If my town had one of those tool cats they would have that thing so messed up. I would give it about an hour before they are on the phone with the dealer


----------



## Oshkosh (Sep 11, 2005)

*Lol*



nms0219;372695 said:


> If my town had one of those tool cats they would have that thing so messed up. I would give it about an hour before they are on the phone with the dealer


 I hear you.
The town I grew up in had several Bombardier tracked machines(JW's) and they would run those up the snowbanks and over on their heads all the time.Enough so they had to wear helmets.lol
The Bobcat Toolcat also has a blower.No photos yet.The town has I think a Trackless also..


----------



## Got Grass? (Feb 18, 2001)

The village of Williamsville and Kenmore plow ALL the town walks.
I forgot one of my customers had a sidewalk & pushed snow up on it a few times.

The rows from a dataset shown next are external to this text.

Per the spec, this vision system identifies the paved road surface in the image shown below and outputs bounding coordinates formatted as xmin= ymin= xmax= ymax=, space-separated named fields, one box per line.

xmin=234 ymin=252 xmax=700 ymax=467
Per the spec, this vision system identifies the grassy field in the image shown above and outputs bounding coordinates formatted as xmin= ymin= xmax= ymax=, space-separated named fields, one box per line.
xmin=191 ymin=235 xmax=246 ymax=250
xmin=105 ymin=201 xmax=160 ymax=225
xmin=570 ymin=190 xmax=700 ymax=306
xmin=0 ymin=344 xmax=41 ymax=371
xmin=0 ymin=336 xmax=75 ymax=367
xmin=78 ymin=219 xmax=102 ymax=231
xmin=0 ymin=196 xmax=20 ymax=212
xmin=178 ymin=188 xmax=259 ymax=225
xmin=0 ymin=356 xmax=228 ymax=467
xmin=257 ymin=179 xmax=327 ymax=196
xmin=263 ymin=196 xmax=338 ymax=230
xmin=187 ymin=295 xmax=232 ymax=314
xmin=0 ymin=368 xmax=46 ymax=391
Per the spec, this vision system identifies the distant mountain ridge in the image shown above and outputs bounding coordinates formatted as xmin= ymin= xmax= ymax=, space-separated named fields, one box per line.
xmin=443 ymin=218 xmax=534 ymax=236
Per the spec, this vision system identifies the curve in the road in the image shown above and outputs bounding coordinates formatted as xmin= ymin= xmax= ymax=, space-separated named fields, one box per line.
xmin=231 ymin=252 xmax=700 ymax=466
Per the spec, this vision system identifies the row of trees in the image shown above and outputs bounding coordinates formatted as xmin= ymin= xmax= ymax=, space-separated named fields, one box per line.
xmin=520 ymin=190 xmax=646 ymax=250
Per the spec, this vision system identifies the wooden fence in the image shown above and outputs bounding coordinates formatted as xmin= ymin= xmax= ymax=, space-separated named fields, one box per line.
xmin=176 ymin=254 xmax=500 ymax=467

Williamsville had no problem blasting through the piles I made.
Back when I lived in Kenmore I couldn't believe how fast they clean the walks with their V, even after the road plows pushed everything up there.
The towns have sidewalk laws requiring you to keep them clear, The towns do it as a "courtesy" when the machines go down your on your own...


----------



## Oshkosh (Sep 11, 2005)

*My old town...*

Another Bone head story.....One of the DPW guys(Old Friend) was running a newer style Bombardier(SW) track machine with a vee across the causeway and was moving right along(approx 40mph) when the nose dove down and the cutting edges of the vee caught between two manhole covers,stopped the machine instantly threw him out the windsheld(Not wearing seat belts) He landed about 15' in front of the machine in the street with a cut up face...Live and learn...


----------